Use of 16S rRNA V1 région analysis for the identification of lactobacilli occurring in a kefir grain


  • Ninane, V. , Mukandayambaje, R. & Berben, G. (2006). Use of 16S rRNA V1 région analysis for the identification of lactobacilli occurring in a kefir grain. Proceedings in: 2nd IDF dairy science and technology week - Scientific and technological challenges in fermented milk, Sirmione - Italy, 15-19/05/2006, FIL-IDF,
Type Conference Proceedings
Year of conference 2006
Title Use of 16S rRNA V1 région analysis for the identification of lactobacilli occurring in a kefir grain
Conference name 2nd IDF dairy science and technology week - Scientific and technological challenges in fermented milk
Conference location Sirmione - Italy
Publisher FIL-IDF
Recnumber 906
Label 906
conference Date 15-19/05/2006
Abstract The aim of this work was to verify the applicability of partial 16S rRNA analysis to the identification of lactobacilli in the complex microflora of a kefir grain (the KJ consortium). Sequencing a part of the 16S rRNA is more convenient than sequencing the whole molecule that is nowadays a taxonomy tool largely recognized.
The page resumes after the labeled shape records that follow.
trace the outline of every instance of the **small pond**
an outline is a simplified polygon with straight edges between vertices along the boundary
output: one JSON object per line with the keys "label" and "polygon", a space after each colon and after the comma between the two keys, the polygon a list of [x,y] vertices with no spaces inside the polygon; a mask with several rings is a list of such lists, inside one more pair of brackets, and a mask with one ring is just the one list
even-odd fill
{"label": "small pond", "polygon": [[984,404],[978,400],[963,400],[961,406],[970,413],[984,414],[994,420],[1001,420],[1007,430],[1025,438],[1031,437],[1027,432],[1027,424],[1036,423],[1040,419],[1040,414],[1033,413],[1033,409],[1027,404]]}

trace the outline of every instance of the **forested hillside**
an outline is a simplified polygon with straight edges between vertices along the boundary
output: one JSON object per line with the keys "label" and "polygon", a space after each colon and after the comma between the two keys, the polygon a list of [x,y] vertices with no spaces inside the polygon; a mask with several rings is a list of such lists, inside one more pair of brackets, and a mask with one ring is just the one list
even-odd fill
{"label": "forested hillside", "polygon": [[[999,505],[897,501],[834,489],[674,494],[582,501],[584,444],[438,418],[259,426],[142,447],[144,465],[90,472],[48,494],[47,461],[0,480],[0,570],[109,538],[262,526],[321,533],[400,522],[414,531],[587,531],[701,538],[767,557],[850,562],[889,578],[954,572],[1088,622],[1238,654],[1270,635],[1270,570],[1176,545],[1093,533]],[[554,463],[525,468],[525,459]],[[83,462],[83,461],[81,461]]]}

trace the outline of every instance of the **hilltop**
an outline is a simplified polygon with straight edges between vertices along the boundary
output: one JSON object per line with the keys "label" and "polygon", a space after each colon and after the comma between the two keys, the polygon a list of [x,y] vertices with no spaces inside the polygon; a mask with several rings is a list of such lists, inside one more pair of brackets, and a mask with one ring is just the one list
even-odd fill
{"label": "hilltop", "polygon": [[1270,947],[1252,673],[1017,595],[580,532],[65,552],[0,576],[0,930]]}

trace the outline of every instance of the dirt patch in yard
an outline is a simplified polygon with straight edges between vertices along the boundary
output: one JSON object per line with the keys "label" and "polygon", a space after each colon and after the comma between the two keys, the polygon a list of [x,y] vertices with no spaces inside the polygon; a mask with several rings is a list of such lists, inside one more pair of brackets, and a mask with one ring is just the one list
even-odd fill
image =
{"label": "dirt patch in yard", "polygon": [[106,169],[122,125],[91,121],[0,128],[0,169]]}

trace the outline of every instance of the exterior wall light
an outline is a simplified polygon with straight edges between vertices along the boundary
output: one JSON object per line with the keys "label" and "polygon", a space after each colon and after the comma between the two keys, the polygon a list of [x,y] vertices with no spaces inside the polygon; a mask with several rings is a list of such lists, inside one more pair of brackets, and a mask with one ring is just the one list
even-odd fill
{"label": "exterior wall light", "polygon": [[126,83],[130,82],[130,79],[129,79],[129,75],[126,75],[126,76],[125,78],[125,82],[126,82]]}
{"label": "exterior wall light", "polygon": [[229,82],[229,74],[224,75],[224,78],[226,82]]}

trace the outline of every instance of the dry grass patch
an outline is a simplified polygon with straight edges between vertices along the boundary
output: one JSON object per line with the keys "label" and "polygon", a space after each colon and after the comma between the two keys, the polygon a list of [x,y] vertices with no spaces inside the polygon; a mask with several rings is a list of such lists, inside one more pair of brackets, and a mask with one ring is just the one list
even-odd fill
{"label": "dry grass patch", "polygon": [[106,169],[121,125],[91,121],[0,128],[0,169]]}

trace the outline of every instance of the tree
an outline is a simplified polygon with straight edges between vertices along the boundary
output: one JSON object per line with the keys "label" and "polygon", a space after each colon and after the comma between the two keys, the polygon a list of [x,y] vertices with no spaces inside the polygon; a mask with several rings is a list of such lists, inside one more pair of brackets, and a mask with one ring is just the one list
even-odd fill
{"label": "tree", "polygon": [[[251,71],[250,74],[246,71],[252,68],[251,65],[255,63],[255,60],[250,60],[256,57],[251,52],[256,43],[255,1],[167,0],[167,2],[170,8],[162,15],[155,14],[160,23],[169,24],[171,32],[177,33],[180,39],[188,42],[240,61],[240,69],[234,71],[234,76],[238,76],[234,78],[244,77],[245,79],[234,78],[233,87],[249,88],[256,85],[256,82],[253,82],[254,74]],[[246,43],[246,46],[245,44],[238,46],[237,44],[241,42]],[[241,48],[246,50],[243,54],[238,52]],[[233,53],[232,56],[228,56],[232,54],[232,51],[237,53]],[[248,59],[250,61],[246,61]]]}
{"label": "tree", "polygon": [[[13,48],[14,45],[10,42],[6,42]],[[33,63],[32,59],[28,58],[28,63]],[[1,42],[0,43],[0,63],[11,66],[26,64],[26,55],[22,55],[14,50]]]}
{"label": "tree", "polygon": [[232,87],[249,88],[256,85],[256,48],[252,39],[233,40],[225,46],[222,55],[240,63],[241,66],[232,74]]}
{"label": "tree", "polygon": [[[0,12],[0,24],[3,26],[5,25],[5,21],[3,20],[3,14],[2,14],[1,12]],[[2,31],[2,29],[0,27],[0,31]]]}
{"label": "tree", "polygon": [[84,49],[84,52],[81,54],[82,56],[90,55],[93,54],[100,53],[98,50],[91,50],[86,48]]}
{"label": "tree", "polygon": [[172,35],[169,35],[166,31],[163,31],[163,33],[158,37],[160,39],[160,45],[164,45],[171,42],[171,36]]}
Moreover, some particular regions of 16S rRNA seem to be more interesting than the whole molecule for the identification of microorganisms: differences in 16S rRNA between various microorganisms are not equally distributed in the whole molecule, but concentrated in localized regions called variable regions [1]. Among these, the variable V1 region was successfully used in the development of molecular methods for the detection and the identification of isolated lactobacilli species [2, 3]. The originality of the method applied to the kefir grain, is that isolation of lactobacilli by growing on selective culture media was avoided. Fragments analysed were indeed amplified from the DNA directly extracted from the kefir grain and thereafter differentiated by cloning in Escherichia coli. Based on the similarity of their V1 regions, which were of about 60 base pairs length, sequences from 83 fragments were pooled into three groups. They were corresponding to Lactobacillus kefiranofaciens, Lb. kefir and Lb. parakefir, when aligned with the sequences of a library [4]. This molecular identification was verified by classical biochemical methods used in microbiology. [1] Neefs J.M. et al. (1993). Compilation of small ribosomial subunit RNA structures. Nucleic Acids Res. 21, 3025-3049. [2] Kullen M.J. et al. (2000). Use of the DNA sequence of variable regions of the 16S rRNA gene for rapid and accurate identification of bacteria in the Lactobacillus acidophilus complex. J. Appl. Microbiol. 89, 511-516. [3] Tärnberg M. et al. (2002). Identification of randomly selected colonies of Lactobacilli from normal vaginal fluid by pyrosequencing of the 16S rDNA variable V1 and V3 regions. Acta Pathol. Microbiol. Immunol. Scand. 802-810. [4] Pearson W.R. and Lipman D.J. (1988). Improved tools for biological sequence analysis. Proc. Natl. Acad. Sci. USA 85, 2444-2448.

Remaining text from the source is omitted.